There's still reason to hope that the (literal and figurative) fires raging on our streets can be contained and snuffed out, the mutual suspicion and animosity muted or shunted off once again into virtual space. Tuesday morning's speech by presumptive Democratic presidential nominee Joe Biden served as a reminder of how a president talks, and is supposed to talk, at times like this, modeling empathy and urging civic healing. Whether his remarks are a premonition of a brighter future or they end up as a fading, nostalgic echo of a form of ennobling politics now beyond our reach is something we will only be able to begin answering after votes are cast, counted, and accepted as valid in November.

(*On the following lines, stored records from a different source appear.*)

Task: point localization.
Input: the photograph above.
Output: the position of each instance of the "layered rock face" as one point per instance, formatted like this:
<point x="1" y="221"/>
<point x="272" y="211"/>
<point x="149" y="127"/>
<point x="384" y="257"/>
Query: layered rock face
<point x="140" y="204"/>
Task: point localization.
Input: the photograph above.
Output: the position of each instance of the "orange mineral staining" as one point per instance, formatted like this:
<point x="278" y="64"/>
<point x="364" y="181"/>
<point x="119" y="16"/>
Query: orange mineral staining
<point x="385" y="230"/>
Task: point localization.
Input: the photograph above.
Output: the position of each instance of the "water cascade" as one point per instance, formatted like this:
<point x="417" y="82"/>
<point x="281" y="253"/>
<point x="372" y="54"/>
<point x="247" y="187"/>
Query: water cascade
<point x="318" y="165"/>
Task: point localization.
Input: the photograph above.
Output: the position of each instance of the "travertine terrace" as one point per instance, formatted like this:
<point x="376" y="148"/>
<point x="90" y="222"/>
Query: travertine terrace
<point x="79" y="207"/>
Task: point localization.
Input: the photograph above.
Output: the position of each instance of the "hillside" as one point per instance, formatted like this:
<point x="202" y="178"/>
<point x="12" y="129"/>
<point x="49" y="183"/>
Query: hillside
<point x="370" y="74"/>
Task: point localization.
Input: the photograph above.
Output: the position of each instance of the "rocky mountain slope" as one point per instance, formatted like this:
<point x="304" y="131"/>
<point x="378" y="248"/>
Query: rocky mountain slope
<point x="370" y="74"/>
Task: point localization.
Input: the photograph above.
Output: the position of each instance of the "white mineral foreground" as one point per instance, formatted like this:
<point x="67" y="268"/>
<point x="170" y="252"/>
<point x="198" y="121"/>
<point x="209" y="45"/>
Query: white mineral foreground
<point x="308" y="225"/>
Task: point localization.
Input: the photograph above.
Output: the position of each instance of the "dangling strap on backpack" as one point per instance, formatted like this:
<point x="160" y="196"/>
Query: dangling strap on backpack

An awful lot can happen in five months.
Will that time be spent casting our fellow citizens into moral outer darkness? Will journalists and academics keep publicizing evidence that confirms their priors while ignoring facts that complicate them? Or will they work to capture the multisided complexity of a suffering nation? Though we would be foolish to expect better from our malignant president, will his party and its media cheerleaders continue to help him to do his dirty work of division? Or will they quietly distance themselves from his daily provocations?
The very least we can do is make a concerted effort to legitimize the pain and anger of African Americans, while defending the constitutionally protected right to protest. But this must also be paired with an unconditional condemnation of looting, stealing, smashing, burning, and destroying lives and property — none of which is protest, and all of which will succeed only in further rending the social fabric while giving would-be authoritarians pretext to crack down in the name of the public good.
If that much proves impossible for us to manage, we will have failed. And in that failure, we will have demonstrated before the world that we did all of this to ourselves.